Birth weight drops with income in U.S.
Health disparities are common in developed countries, including the United States, but at what age those inequities take root and how they vary between countries is less clear.
For a new study, researchers compared the link between income, education, and low birth weight in the United States with those in three comparable countries: the United Kingdom, Canada, and Australia. Low birth weight is a primary risk factor for infant deaths and is considered a key predictor of health and socioeconomic status throughout life and across generations.
The findings show that while low birth weight is linked to lower income and education levels in all four countries, that connection was most persistent in the US.
The research looked a low birth weights among babies born to mothers in five income groups and with varying levels of education. In the UK, Canada and Australia, disparities in birth weights were most pronounced between the highest- and lowest-income groups. But in the US, birth weights dropped consistently with income level. The findings underscore the degree to which inequity impacts health in the US, says lead author Melissa Martinson, assistant professor in the School of Social Work at the University of Washington.
“We would expect in any country that there would be health differences between the highest incomes and lowest incomes, but what’s interesting in the US is how clear the distinction is for every dollar of income.”
The study, published in the American Journal of Public Health, looked at national birth weight data from maternal reports and birth certificates in the four countries, as well as maternal education and income data from longitudinal studies.
“It’s not just the very rich and poor whose health is tied to income in the US, but infants at every step of the socioeconomic ladder.”
The researchers controlled for differences in marital status, infant gender, and mothers’ race and ethnicity. They found that low birth weights—defined as 5.5 pounds or less— were highest overall in the UK (6.0 percent), followed by the US (5.8 percent), Canada (5.5 percent), and Australia (4.8 percent).
The data predates the Affordable Care Act, and the other three countries have more generous health care and social support systems than the US But low birth weights in the US are linked to factors beyond health insurance coverage, such as income instability, food insecurity, and residential segregation.
“If you’re a low-income woman and you grew up low-income and had poor nutrition and more stress, all these factors have accumulated throughout the life course to culminate in low birth weights,” she says.
Martinson began looking at health disparities across countries while employed as a social worker in the UK. Noting the differences in social services between England and the United States, she wondered what role those services played in health outcomes throughout life. Martinson published a paper in 2012 which found that health disparities by income were pervasive in both countries, despite England’s better overall health and universal health insurance.

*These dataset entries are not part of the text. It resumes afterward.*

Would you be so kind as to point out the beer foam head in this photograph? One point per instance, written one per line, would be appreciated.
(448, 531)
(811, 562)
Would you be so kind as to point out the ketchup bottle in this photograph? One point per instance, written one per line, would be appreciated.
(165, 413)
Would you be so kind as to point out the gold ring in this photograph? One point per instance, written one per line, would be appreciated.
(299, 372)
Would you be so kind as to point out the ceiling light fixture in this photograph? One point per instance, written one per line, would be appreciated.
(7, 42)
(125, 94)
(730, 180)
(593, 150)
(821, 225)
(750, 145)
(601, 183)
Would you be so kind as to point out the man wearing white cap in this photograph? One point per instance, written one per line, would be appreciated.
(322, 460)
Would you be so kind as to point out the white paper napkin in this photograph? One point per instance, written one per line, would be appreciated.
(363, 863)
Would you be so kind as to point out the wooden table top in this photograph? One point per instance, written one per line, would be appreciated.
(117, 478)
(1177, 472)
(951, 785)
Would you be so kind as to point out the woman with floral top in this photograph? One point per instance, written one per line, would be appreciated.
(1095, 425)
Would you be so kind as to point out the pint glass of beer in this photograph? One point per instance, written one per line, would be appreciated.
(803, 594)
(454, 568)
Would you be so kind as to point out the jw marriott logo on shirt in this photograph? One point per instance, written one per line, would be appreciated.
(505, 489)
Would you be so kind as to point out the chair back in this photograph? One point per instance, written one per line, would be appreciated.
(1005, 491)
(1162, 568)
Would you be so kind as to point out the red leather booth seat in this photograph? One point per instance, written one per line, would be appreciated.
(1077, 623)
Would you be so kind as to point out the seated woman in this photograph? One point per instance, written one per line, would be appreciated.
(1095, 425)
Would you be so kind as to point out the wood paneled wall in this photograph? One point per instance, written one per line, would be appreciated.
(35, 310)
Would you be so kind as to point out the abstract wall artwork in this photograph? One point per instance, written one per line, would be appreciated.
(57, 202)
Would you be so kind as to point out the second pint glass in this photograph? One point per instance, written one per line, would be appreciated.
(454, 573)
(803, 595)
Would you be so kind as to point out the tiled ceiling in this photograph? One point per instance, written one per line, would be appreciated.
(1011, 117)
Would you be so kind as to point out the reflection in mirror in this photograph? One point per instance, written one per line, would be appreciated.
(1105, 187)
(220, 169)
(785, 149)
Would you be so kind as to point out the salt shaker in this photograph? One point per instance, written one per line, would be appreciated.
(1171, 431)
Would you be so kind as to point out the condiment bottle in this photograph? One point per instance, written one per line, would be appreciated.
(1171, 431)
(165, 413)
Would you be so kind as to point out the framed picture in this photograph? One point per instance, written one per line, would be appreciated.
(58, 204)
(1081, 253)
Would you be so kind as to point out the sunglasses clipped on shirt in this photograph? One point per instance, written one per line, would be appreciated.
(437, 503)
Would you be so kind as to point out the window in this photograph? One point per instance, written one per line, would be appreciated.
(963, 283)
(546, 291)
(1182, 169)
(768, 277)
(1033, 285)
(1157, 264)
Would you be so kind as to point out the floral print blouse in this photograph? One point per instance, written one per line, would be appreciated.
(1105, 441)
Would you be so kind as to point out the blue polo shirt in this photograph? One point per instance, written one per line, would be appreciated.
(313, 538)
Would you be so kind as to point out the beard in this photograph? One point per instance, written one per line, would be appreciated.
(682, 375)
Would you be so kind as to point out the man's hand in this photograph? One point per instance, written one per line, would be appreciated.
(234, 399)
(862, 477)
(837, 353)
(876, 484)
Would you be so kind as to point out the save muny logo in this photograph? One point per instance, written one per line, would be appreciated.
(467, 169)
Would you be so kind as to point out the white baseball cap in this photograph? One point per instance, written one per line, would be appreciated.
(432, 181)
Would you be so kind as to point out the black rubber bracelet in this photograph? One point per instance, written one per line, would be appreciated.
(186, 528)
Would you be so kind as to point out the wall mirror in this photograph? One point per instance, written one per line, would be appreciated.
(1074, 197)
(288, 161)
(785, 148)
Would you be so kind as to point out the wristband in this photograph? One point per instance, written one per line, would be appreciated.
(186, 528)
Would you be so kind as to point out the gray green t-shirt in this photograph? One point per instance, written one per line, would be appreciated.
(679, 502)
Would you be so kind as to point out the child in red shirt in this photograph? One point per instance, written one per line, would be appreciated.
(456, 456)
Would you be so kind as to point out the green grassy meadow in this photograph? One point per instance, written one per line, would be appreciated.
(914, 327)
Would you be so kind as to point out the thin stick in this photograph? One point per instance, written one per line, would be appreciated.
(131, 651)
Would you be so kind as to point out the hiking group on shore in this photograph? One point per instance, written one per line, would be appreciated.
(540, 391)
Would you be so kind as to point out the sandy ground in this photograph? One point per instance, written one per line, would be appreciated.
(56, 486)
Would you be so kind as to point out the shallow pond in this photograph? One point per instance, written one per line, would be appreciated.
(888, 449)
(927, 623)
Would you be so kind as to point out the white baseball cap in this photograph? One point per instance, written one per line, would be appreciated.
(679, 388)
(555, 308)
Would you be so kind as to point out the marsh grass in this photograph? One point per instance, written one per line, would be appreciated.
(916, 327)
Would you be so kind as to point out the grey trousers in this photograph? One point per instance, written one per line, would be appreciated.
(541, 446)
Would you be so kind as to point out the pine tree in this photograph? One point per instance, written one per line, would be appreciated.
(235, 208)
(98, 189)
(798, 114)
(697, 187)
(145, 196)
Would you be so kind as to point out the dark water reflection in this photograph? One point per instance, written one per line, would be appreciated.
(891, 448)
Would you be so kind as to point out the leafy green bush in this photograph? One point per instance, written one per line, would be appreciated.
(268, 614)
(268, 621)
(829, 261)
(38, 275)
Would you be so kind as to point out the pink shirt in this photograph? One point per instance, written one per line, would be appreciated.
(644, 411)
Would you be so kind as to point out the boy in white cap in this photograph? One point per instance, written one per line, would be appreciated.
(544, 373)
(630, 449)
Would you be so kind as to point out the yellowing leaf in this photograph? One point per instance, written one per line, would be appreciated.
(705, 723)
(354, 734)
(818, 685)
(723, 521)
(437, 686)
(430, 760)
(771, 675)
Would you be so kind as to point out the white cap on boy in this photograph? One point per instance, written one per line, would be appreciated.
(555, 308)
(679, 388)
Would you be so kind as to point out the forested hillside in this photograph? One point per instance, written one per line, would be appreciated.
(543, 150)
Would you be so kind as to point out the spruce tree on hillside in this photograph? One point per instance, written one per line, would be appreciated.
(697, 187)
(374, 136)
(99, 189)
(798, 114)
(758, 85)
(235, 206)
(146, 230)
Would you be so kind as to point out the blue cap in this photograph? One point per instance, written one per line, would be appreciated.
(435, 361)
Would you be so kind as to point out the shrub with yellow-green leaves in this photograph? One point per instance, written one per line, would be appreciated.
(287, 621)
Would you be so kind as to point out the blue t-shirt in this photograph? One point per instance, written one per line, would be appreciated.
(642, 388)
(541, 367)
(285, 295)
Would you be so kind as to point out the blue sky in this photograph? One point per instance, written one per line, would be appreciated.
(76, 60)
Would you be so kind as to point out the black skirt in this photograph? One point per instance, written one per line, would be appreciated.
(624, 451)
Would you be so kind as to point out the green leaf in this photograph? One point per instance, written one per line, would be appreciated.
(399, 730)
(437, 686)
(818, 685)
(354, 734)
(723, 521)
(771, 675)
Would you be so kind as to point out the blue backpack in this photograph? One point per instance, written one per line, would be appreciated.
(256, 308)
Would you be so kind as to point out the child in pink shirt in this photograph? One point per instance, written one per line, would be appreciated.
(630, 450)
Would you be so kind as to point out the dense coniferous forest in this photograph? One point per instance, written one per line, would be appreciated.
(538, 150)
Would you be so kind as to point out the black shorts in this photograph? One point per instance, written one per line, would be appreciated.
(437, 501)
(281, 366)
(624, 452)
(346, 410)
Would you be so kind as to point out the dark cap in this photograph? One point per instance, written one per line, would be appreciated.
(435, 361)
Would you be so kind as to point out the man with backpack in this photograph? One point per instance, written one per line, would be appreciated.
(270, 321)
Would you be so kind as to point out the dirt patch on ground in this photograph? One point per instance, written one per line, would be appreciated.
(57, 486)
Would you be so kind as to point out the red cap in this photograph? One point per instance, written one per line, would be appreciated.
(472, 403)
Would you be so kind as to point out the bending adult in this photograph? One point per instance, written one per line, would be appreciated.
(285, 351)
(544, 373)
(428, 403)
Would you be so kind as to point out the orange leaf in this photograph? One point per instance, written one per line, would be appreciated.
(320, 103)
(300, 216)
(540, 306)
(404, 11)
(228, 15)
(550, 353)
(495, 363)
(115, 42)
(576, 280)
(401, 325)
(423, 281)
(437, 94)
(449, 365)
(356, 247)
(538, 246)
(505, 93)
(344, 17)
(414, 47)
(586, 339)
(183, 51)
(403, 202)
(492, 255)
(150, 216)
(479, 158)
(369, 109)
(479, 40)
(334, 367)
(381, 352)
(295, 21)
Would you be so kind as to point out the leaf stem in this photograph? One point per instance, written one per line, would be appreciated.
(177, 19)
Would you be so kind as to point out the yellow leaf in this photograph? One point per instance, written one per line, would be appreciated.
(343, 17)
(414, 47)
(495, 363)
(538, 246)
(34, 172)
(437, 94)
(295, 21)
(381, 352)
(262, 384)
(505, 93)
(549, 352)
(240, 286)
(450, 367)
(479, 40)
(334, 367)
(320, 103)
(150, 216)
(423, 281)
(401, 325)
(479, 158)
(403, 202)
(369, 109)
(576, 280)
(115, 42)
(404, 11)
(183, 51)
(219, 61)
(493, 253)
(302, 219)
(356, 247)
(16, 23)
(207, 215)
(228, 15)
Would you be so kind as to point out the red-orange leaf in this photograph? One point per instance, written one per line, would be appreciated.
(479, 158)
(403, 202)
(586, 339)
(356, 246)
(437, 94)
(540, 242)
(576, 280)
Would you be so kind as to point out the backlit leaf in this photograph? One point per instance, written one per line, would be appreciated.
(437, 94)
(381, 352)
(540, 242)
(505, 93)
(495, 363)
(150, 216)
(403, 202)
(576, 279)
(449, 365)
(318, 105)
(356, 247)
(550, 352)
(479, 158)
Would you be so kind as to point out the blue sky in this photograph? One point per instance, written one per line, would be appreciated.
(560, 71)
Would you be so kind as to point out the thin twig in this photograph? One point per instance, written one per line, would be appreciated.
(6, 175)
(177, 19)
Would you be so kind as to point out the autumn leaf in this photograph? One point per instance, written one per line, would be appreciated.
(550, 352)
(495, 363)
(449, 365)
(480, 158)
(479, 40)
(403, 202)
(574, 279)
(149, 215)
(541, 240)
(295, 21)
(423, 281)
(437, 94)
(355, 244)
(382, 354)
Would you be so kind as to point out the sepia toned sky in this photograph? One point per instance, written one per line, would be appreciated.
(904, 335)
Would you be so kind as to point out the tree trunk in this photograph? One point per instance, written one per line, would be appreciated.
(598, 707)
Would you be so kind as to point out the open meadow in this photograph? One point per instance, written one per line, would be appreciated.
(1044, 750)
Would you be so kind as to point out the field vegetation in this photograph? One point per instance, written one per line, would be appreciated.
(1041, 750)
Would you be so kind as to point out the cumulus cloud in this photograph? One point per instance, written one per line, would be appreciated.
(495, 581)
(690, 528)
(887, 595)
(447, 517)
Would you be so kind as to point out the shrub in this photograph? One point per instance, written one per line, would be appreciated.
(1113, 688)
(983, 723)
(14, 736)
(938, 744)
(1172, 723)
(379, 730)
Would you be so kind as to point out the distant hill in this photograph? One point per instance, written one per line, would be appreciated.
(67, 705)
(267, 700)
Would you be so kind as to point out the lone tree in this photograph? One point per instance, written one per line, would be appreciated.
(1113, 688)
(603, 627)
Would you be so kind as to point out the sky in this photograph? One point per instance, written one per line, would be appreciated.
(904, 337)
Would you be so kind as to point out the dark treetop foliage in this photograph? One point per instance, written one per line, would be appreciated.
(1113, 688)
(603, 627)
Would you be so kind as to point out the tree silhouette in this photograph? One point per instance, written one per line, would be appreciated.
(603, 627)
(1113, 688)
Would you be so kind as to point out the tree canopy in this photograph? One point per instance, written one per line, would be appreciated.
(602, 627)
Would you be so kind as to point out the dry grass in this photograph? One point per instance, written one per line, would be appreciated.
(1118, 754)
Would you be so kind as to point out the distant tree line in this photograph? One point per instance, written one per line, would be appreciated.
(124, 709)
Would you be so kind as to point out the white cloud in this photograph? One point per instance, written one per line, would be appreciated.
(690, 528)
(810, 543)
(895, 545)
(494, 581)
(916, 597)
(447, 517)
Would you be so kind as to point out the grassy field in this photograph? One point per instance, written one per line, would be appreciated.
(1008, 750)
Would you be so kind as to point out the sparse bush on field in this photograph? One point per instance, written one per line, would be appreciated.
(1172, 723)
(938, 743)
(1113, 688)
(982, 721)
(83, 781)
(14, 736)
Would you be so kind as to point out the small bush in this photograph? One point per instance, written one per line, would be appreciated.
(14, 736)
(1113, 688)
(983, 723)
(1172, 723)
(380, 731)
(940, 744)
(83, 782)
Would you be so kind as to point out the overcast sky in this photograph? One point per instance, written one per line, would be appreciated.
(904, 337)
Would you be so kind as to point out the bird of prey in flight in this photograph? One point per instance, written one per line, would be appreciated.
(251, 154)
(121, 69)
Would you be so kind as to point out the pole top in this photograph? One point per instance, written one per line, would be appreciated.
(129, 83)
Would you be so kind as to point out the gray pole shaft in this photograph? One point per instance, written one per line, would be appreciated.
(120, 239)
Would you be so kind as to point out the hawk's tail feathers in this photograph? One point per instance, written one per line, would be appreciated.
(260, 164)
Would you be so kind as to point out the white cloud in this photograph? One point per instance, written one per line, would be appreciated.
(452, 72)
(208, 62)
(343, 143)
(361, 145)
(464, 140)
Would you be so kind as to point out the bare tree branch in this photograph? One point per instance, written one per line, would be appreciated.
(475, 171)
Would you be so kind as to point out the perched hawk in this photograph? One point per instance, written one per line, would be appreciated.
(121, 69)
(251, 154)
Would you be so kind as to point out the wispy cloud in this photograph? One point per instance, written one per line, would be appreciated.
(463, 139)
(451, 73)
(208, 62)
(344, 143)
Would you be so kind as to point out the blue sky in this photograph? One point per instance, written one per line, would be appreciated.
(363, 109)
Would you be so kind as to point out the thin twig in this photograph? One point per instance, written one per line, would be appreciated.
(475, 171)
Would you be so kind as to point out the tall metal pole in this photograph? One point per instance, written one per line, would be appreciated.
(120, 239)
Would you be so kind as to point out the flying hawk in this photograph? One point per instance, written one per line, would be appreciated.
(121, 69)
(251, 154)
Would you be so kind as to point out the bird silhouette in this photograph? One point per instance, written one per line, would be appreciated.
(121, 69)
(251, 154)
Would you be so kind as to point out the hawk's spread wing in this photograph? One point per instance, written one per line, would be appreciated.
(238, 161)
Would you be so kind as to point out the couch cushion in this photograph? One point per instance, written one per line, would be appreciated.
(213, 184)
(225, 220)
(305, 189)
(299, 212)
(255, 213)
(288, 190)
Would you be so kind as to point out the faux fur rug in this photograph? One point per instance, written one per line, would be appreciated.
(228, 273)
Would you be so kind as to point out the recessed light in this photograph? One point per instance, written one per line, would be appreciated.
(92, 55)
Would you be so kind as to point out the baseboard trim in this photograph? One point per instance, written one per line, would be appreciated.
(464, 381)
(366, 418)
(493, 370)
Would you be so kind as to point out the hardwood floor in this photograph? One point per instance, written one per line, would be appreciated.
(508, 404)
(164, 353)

That prompted her to investigate whether inequities that contribute to health outcomes start at birth, and how those disparities might compare between the US and similar countries. The new study demonstrates that income and education matter more for health at birth in the US than in other countries.
“It’s not just the very rich and poor whose health is tied to income in the US, but infants at every step of the socioeconomic ladder,” Martinson says.
The Affordable Care Act could help mitigate low birth weight and other poverty-related health impacts, but consistent rates of low-birth weights in the US over the past half century—despite advances in reproductive technology, dramatic decreases in smoking rates, and expanded prenatal care — suggest that reversing the trend will take time.
“There are many questions about how health inequities emerge over the life course,” she says. “This research shows they’re there at birth. Whatever health disparities a woman has as a 50-year-old, they’re partially laid out for her at birth in the US, more than in these other countries.”
Nancy Reichman, a professor at the Robert Wood Johnson Medical School at Rutgers University coauthored the study.